The confusion was spreading elsewhere too. In London, Harold Wilson’s Labour government was poring over the legal complexities of a scenario where British troops were acting under the apparent aegis of a Stormont government. Meanwhile, in Dublin, the sense that everyone was now in unknown political and security territory was growing.

That night, Taoiseach Jack Lynch, after a heated cabinet meeting, during which all the inner tensions of his Fianna Fail party surfaced, went on television to say his government could no longer stand idly by, and he moved field hospitals manned by troops to the border. Essentially, Lynch’s move was about southern priorities -calming Fianna Fail and protecting his own position -but it was interpreted by some loyalists as a signal that the south was about to invade.

In Belfast, still without British troops, despite desperate appeals by nationalist leaders, a third night of violence resulted in concerted attacks by loyalist mobs and RUC, where large sections of Catholic streets in the Ardoyne and the Falls were burned out. The RUC in armoured cars even took to machine-gunning the high-rise Divis Flats.

By the next morning, as the refugees were heading for Dublin, and British troops were marching through the smoke up in the Falls Road, the 1920 partition settlement was back on cabinet tables in Belfast, London and Dublin. Astonishingly, within three days of that first stone being thrown in Derry, Ireland was on the brink of a potential civil war.

In the years that followed, it has been possible to map how the events of that August weekend 40 years ago acted like some underground earthquake, fracturing so much of the post partition political consensus in Ireland and in Britain. Suddenly, not only was the historic problem back at the heart of the political agenda north and south but, increasingly, almost all of the established political institutions on the island felt the impact of the political instability of the North.

There, a new nationalist generation reacted along class lines, with much of the ‘eleven-plus’ middle class creating the SDLP (to replace the old Nationalist Party) and much of the working class joining a resurgent Republican movement.
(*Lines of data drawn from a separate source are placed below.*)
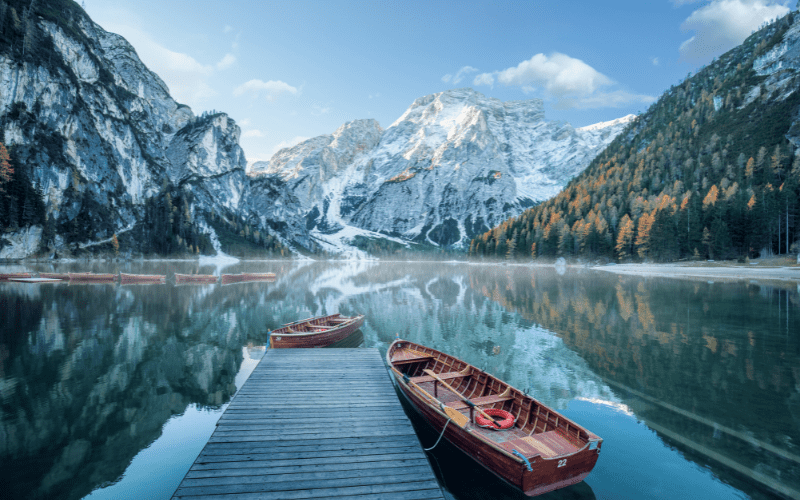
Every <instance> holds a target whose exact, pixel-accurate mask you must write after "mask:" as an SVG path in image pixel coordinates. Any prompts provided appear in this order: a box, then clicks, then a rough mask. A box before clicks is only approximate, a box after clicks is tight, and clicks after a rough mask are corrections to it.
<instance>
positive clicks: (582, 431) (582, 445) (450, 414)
mask: <svg viewBox="0 0 800 500" xmlns="http://www.w3.org/2000/svg"><path fill="white" fill-rule="evenodd" d="M386 361H387V363H388V364H389V366H390V367H391V371H392V374H393V375H394V378H395V381H396V383H397V385H398V387H399V388H400V390H401V392H402V393H403V394H404V395H405V396H406V397H407V398H408V400H409V401H410V402H411V403H412V405H413V406H414V407H415V408H416V409H417V410H418V411H419V412H420V413H421V415H422V416H423V417H424V419H425V420H426V421H427V422H428V423H429V424H431V426H433V428H434V430H436V432H438V433H441V432H442V431H443V429H444V437H445V438H446V439H447V440H448V441H450V442H451V443H453V445H455V446H456V447H457V448H459V449H460V450H462V451H463V452H464V453H466V454H467V455H469V456H470V457H472V458H473V459H475V460H476V461H477V462H478V463H480V464H481V465H483V466H484V467H486V468H487V469H489V470H490V471H492V472H493V473H494V474H496V475H497V476H499V477H501V478H502V479H504V480H506V481H507V482H509V483H510V484H512V485H514V486H516V487H517V488H519V489H521V490H522V491H523V492H525V494H526V495H528V496H536V495H541V494H543V493H547V492H549V491H553V490H555V489H558V488H563V487H565V486H569V485H572V484H576V483H579V482H581V481H583V479H584V478H585V477H586V476H587V475H588V474H589V472H590V471H591V470H592V468H594V465H595V463H596V462H597V457H598V455H599V453H600V446H601V444H602V442H603V440H602V439H600V437H598V436H596V435H595V434H593V433H591V432H589V431H588V430H586V429H584V428H583V427H581V426H580V425H578V424H576V423H575V422H573V421H571V420H569V419H567V418H565V417H564V416H563V415H561V414H559V413H557V412H555V411H553V410H551V409H550V408H548V407H547V406H545V405H543V404H542V403H540V402H539V401H536V400H535V399H533V398H532V397H530V396H527V395H526V394H524V393H523V392H522V391H519V390H517V389H515V388H513V387H511V386H510V385H508V384H506V383H505V382H502V381H501V380H499V379H497V378H495V377H493V376H491V375H489V374H488V373H486V372H483V371H481V370H479V369H477V368H475V367H474V366H472V365H470V364H468V363H466V362H464V361H461V360H460V359H458V358H455V357H453V356H450V355H448V354H444V353H442V352H440V351H437V350H435V349H431V348H429V347H425V346H422V345H419V344H415V343H413V342H408V341H405V340H399V339H398V340H395V341H394V342H393V343H392V345H391V346H389V350H388V351H387V353H386ZM483 413H488V414H489V415H483ZM448 423H449V425H447V424H448ZM498 427H499V428H498Z"/></svg>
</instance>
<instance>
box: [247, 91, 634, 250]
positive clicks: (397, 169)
mask: <svg viewBox="0 0 800 500" xmlns="http://www.w3.org/2000/svg"><path fill="white" fill-rule="evenodd" d="M631 119H632V115H631V116H627V117H623V118H620V119H618V120H614V121H611V122H606V123H602V124H597V125H592V126H589V127H584V128H581V129H575V128H573V127H572V126H571V125H569V124H567V123H562V122H548V121H546V120H545V116H544V107H543V104H542V101H541V100H538V99H535V100H528V101H508V102H502V101H500V100H498V99H494V98H489V97H486V96H484V95H483V94H481V93H479V92H476V91H474V90H472V89H455V90H449V91H446V92H440V93H437V94H431V95H428V96H425V97H421V98H419V99H417V100H415V101H414V103H413V104H412V105H411V106H410V107H409V108H408V109H407V110H406V112H405V113H404V114H403V115H402V116H401V117H400V118H398V119H397V120H396V121H395V122H394V123H393V124H392V125H391V126H389V127H388V128H387V129H386V130H385V131H384V130H381V129H380V126H379V125H378V123H377V122H375V121H374V120H358V121H354V122H350V123H347V124H345V125H343V126H342V127H340V128H339V130H337V131H336V132H335V133H334V134H332V135H330V136H321V137H316V138H313V139H309V140H307V141H305V142H303V143H300V144H298V145H296V146H294V147H293V148H289V149H284V150H281V151H279V152H278V153H277V154H276V155H275V156H273V158H272V159H271V160H270V161H269V163H268V164H266V162H264V163H262V164H261V169H258V170H257V169H253V170H252V171H251V175H256V176H257V175H265V176H273V177H276V178H279V179H281V180H282V181H283V182H285V183H286V184H287V186H288V189H290V190H291V191H292V192H293V193H294V194H295V196H297V197H298V199H299V203H300V207H299V209H300V210H301V211H303V212H305V214H306V226H307V228H308V229H309V230H310V231H311V232H312V237H313V238H315V239H316V240H317V241H319V242H320V243H321V244H323V246H325V247H326V248H330V249H336V248H339V249H342V248H344V247H345V246H346V243H347V241H348V240H349V239H352V237H354V236H355V235H361V236H364V237H367V238H391V239H394V240H396V241H399V242H409V241H413V242H419V243H427V244H432V245H437V246H447V247H464V246H466V245H468V244H469V241H470V239H471V238H472V237H474V236H475V235H477V234H480V233H482V232H483V231H485V230H486V229H488V228H489V227H492V226H494V225H496V224H498V223H499V222H501V221H502V220H505V219H507V218H508V217H512V216H515V215H517V214H519V213H521V212H522V211H523V210H524V209H525V208H527V207H530V206H532V205H533V204H535V203H537V202H539V201H542V200H544V199H547V198H549V197H551V196H553V195H555V194H556V193H558V191H559V190H561V188H562V187H563V186H564V185H565V184H566V183H567V182H568V181H569V179H571V178H572V177H574V176H575V175H577V174H578V173H579V172H581V171H582V170H583V169H584V168H585V167H586V166H587V165H588V164H589V162H590V161H591V160H592V159H593V158H594V157H595V156H596V155H597V154H598V153H599V152H600V151H601V150H602V149H603V148H604V147H605V146H606V145H607V144H608V143H609V142H611V141H612V140H613V139H614V137H616V135H617V134H619V133H620V132H621V131H622V129H623V128H624V127H625V126H626V125H627V123H628V122H630V120H631Z"/></svg>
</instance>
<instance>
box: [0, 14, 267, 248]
mask: <svg viewBox="0 0 800 500" xmlns="http://www.w3.org/2000/svg"><path fill="white" fill-rule="evenodd" d="M38 8H39V7H37V9H38ZM40 11H41V12H39V14H40V15H32V17H33V19H34V21H33V22H32V23H31V29H32V30H33V31H34V32H35V36H36V37H37V39H38V40H39V41H40V42H37V44H38V47H37V49H36V50H35V51H29V53H28V54H27V55H24V54H23V53H22V52H21V50H20V47H19V46H17V45H10V44H0V89H2V91H0V142H2V143H3V144H5V145H6V146H7V147H9V148H10V150H12V151H13V160H14V162H15V164H16V165H17V166H18V169H23V168H24V170H25V171H26V175H27V178H28V179H29V181H28V182H30V184H31V185H32V186H33V188H34V189H35V190H36V191H38V192H39V193H41V196H42V201H43V204H44V206H45V210H46V216H44V215H43V216H42V217H41V219H42V220H41V222H40V223H39V224H31V225H23V224H20V227H19V228H18V229H17V228H15V227H14V226H16V223H15V224H13V225H11V227H9V228H3V229H7V230H6V231H4V232H3V237H2V238H0V258H20V257H26V256H29V255H32V254H34V253H37V252H42V251H44V249H49V251H50V252H53V251H54V252H56V253H60V254H61V255H65V254H67V253H69V252H76V251H84V250H85V251H92V249H95V248H100V246H101V245H103V244H105V245H106V247H107V248H110V247H109V245H110V243H108V242H109V241H111V238H112V236H113V235H116V236H117V238H118V241H119V242H120V244H121V246H122V248H123V249H127V250H131V251H134V252H135V251H136V250H137V249H138V248H141V246H140V245H141V239H142V238H141V236H136V235H140V234H141V232H142V231H141V228H143V227H148V226H150V225H152V224H153V223H154V221H153V220H152V215H151V216H150V217H149V220H148V214H147V209H146V207H147V205H148V204H150V205H154V204H155V203H156V202H155V201H154V200H157V199H159V198H164V193H165V192H167V191H169V192H170V193H171V195H172V196H176V195H179V196H180V195H181V193H182V194H183V197H184V199H185V200H189V199H190V198H191V202H187V207H180V208H179V210H181V213H182V214H184V213H185V219H186V220H187V221H190V224H192V229H186V233H193V234H195V235H197V234H202V233H205V234H206V235H208V236H211V237H212V240H213V239H215V238H216V237H215V236H214V234H213V232H214V231H213V229H211V228H210V226H209V224H207V223H206V221H205V219H206V216H207V214H210V213H214V214H217V215H219V216H222V217H225V218H226V219H227V220H237V221H251V222H253V223H255V221H257V220H258V218H256V217H255V216H254V214H252V213H250V212H248V205H247V203H246V202H245V201H246V200H249V199H250V197H249V195H248V192H249V189H250V183H251V180H250V179H249V178H248V177H247V175H246V174H245V157H244V152H243V151H242V149H241V147H240V146H239V135H240V129H239V127H238V126H237V125H236V124H235V123H234V121H233V120H232V119H230V118H229V117H228V116H227V115H225V114H224V113H212V114H204V115H203V116H195V114H194V113H193V112H192V110H191V109H190V108H189V107H188V106H185V105H182V104H179V103H177V102H176V101H175V100H174V99H172V97H171V96H170V94H169V89H168V88H167V86H166V84H165V83H164V82H163V81H162V80H161V79H160V78H159V77H158V75H156V74H155V73H153V72H152V71H150V70H149V69H148V68H147V67H146V66H145V65H144V64H143V63H142V62H141V61H140V60H139V58H138V56H137V54H136V51H135V50H134V48H133V47H132V46H131V45H130V44H129V43H128V42H127V41H126V40H125V39H124V38H123V37H121V36H119V35H116V34H114V33H110V32H107V31H105V30H103V29H102V28H101V27H100V26H98V25H97V24H95V23H94V22H92V20H91V19H89V17H88V16H86V14H85V13H84V12H83V10H82V9H81V8H80V7H78V6H77V4H75V3H74V2H69V3H64V4H63V8H59V9H50V10H47V9H45V8H44V7H42V8H41V9H40ZM54 13H56V14H54ZM58 16H61V17H58ZM64 19H69V26H66V25H64ZM13 35H14V34H13V33H12V34H11V35H9V36H13ZM17 35H18V34H17ZM12 205H13V204H12ZM11 208H14V207H13V206H11ZM173 208H175V207H173ZM184 208H186V210H184ZM23 219H24V217H23ZM45 221H47V224H44V222H45ZM15 222H16V221H15ZM23 222H24V221H23ZM261 222H262V223H261V225H260V226H258V227H253V230H259V229H260V230H261V231H262V232H268V231H267V229H266V228H267V225H266V224H265V221H263V220H262V221H261ZM46 225H47V226H49V228H50V229H49V231H50V233H51V234H52V233H55V236H54V237H53V236H47V232H48V229H47V228H46V227H45V226H46ZM184 236H185V235H184ZM183 242H184V243H183V244H184V247H185V248H186V249H187V250H186V251H188V247H189V245H188V244H187V243H186V240H185V239H184V240H183ZM102 250H103V249H101V251H102ZM106 251H107V249H106Z"/></svg>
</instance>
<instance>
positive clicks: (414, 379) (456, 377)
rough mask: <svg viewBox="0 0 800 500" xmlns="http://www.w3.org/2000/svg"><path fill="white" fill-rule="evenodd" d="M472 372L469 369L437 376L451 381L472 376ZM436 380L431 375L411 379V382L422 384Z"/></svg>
mask: <svg viewBox="0 0 800 500" xmlns="http://www.w3.org/2000/svg"><path fill="white" fill-rule="evenodd" d="M470 372H471V370H470V369H469V368H467V369H466V370H464V371H460V372H445V373H437V374H436V375H437V376H438V377H439V378H440V379H442V380H451V379H454V378H460V377H469V376H470V375H471V373H470ZM434 380H436V379H435V378H433V377H431V376H430V375H421V376H419V377H411V381H412V382H414V383H415V384H421V383H423V382H433V381H434Z"/></svg>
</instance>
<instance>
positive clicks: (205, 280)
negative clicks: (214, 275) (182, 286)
mask: <svg viewBox="0 0 800 500" xmlns="http://www.w3.org/2000/svg"><path fill="white" fill-rule="evenodd" d="M216 282H217V277H216V276H214V275H213V274H178V273H175V283H190V284H207V283H216Z"/></svg>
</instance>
As the SDLP and the southern political establishment argued that the six-county state could be reformed, the republicans argued that it could only be reformed by its destruction. Unionism also began to split in ever rightward directions, as the process of Paisleyite cannibalisation within it accelerated.
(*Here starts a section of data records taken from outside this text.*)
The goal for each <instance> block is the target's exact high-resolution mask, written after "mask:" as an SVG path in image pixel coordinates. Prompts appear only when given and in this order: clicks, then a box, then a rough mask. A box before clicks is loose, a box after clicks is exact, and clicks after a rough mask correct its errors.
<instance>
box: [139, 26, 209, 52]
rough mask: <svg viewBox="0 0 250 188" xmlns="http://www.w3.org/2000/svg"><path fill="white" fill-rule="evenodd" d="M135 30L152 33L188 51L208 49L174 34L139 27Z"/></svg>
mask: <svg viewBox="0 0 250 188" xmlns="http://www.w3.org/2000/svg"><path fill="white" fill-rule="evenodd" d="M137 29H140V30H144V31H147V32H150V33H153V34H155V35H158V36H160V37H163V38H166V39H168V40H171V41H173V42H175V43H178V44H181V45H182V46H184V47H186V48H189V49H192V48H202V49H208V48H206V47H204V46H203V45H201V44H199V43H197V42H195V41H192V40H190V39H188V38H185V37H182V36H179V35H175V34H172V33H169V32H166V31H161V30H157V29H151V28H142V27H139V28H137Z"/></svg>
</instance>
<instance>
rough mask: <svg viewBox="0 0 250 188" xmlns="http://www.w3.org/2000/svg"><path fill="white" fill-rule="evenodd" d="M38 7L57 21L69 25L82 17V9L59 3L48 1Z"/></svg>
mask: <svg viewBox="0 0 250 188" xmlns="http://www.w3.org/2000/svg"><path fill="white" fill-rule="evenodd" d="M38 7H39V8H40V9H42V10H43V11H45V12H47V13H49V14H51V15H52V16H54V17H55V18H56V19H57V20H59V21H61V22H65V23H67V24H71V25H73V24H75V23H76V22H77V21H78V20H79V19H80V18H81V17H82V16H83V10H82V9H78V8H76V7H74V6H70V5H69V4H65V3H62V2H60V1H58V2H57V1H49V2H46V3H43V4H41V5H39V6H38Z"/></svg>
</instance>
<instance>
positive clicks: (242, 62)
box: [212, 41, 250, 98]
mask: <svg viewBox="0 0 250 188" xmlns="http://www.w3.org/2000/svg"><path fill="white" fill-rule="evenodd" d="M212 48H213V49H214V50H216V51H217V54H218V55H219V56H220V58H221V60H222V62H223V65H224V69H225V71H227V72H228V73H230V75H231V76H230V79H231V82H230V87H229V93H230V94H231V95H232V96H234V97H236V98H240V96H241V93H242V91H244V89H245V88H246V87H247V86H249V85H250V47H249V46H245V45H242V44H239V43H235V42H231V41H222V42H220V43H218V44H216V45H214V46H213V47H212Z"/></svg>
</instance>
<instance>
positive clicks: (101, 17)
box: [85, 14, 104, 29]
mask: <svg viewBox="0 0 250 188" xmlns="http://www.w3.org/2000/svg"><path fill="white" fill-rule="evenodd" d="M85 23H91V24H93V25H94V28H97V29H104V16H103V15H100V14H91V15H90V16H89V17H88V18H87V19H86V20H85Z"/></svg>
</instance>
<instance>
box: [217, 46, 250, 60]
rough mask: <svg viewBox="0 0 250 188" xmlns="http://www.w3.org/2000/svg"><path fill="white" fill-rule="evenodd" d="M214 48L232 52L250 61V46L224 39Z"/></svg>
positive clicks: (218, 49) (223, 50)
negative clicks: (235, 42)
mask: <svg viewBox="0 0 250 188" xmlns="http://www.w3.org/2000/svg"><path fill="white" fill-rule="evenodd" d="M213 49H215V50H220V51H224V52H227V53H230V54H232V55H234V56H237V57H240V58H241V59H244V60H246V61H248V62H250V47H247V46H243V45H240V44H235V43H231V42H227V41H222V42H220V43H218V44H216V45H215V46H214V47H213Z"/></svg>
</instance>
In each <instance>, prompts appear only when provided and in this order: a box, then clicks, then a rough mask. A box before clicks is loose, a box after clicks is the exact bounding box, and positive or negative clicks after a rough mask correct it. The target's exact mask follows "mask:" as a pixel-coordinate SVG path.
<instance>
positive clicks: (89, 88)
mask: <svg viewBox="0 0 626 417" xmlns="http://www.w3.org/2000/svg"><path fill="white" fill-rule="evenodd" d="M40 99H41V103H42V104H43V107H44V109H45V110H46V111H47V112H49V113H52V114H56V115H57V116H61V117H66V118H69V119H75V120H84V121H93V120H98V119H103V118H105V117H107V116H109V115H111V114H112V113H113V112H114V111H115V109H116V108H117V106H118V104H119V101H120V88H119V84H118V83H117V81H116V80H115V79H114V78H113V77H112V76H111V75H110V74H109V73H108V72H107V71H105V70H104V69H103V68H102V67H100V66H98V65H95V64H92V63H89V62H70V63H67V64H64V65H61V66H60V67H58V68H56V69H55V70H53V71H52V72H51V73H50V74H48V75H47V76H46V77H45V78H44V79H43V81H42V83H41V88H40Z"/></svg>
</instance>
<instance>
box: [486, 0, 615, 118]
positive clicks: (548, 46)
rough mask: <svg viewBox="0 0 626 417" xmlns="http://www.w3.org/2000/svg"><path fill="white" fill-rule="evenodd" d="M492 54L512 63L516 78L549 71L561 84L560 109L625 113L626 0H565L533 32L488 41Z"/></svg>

Within the Republic, the political impact was far-reaching. Eventually, the political fault-lines were to run right across the entire political spectrum, from the arms trial that nearly devoured Fianna Fail on one side, to the emergence on the other side of a new neo-unionism, complete with a new revisionist view of history. Down the years that followed, the question of the North was to pare southern attitudes increasingly bare -often much to its discomfort.

Forty years ago this weekend, the dam broke and the generational political failure that had deepened since partition washed over all the Irish political institutions -and it has taken most of all the following 40 years to repair it.

That first stone-thrower in Derry that Saturday long ago could hardly have imagined the cataclysm they were unleashing.